Je manque de la rater, à cause du sable qui la recouvre presque entièrement après la tempête d'il y a quelques jours, mais je finis par buter dedans en repassant pour la cinquième fois au même endroit, de plus en plus agacé. Je me remercie intérieurement d'avoir mis des baskets à la place de mes sandales d'il y a quelques jours.
Me pencher est une torture au milieu des blessures pas vraiment guéries de ma chute, et probablement ferait hurler au moins trois docteurs différents à l'hôpital où ma mère m'a lâché quand je suis rentré, mais hey, c'est important. Je la rattrape du bout des doigts, me redresse en geignant et jurant beaucoup, et boitille sur ma béquille pas du tout faite pour le sable jusqu'aux toilettes à l'entrée des ruines.
Monter sur le dos de ce monstre et lui faire confiance pour me mener jusqu'à chez moi a un certain palmarès dans les trucs les plus flippants que j'ai faits de ma vie, mais Jasper ne mentait pas en disant qu'il gérait la situation. A les voir ensemble, avec son Pokémon, je suis seulement étonné que le Crocorible ai accepté de se séparer de lui. En tous cas, ça risque d'être la dernière fois que ça arrive.
Je peste un peu devant l'organisation foireuse de cet endroit construit à la hâte, erre un peu, regarde aux alentours en gonflant beaucoup les joues, et je finis par trouver. Le bout de la béquille claquant bruyamment sur le sol malgré le brouhaha des touristes aux alentours. Evidemment, la chaleur n'était plus écrasante et aucune tempête de sable ne s'annonçant à l'horizon, y'a de nouveau un monde scandaleux. Et j'allais pas attendre la fin de la saison touristique pour réparer ma bêtise.
Mascaïman ouvrant la voie dans la foule devant moi, je sautille sur mon pied valide jusqu'à la poubelle la plus proche, et jette théâtralement la cannette à l'intérieur.

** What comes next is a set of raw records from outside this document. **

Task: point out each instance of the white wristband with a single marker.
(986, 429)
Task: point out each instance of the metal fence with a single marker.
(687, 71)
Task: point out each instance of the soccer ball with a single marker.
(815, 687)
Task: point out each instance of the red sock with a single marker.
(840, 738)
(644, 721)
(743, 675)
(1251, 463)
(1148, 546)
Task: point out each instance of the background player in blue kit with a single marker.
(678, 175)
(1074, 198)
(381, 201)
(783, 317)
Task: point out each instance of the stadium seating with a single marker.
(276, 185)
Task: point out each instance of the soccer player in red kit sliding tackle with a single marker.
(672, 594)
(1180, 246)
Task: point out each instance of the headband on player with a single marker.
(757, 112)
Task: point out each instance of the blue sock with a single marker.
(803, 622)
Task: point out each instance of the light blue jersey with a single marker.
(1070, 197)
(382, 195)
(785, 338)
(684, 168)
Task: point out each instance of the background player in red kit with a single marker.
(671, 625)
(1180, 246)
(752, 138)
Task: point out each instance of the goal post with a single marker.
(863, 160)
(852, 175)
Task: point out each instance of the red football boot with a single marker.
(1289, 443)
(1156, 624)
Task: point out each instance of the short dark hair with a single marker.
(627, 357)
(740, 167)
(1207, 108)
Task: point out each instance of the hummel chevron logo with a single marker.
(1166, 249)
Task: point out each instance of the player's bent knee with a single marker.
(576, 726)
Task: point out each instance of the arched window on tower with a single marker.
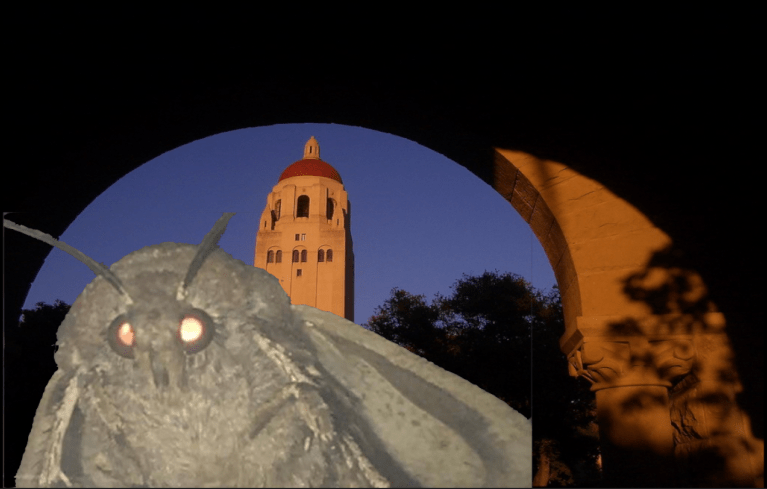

C'est con, mais qu'est-ce que ça fait du bien.
Je m'éloigne un peu, fuyant l'odeur des déchets, avant de m'asseoir par terre. Les gens me contournent, continuant leur vie comme si de rien n'était, et que je n'avais pas l'impression de révolutionner la mienne en jetant un bout de métal dans un sac en plastique bientôt emporté par un camion-poubelle pour qui ça ne fera aucune différence. Mais ça en fait une pour moi. Je me sens un peu ridicule. Ok, pas qu'un peu. Mais personne n'est là pour me regarder de travers aujourd'hui.
Je fixe quelques instants le mouvement devant moi, pensif. Odeurs de frites et d'huile, de sueur malgré la température plus supportable, rires, quelqu'un qui crie sur quelqu'un d'autre, et un câlin à quelques mètres de moi.
J'ai même eu droit à un, de câlin. Le câlin le plus douloureux de ma vie, assurément. Je suis resté ahuri et divisé entre couiner de douleur et le lui rendre tout le long, avant qu'il finisse par me lâcher et disparaître. Si il s'était pas enfui aussi vite, j'aurais bien voulu lui en faire un deuxième. Et pourtant, je déteste les câlins - et je n'en ai fait aucun avec des côtes fêlées et des bleus partout avant ça.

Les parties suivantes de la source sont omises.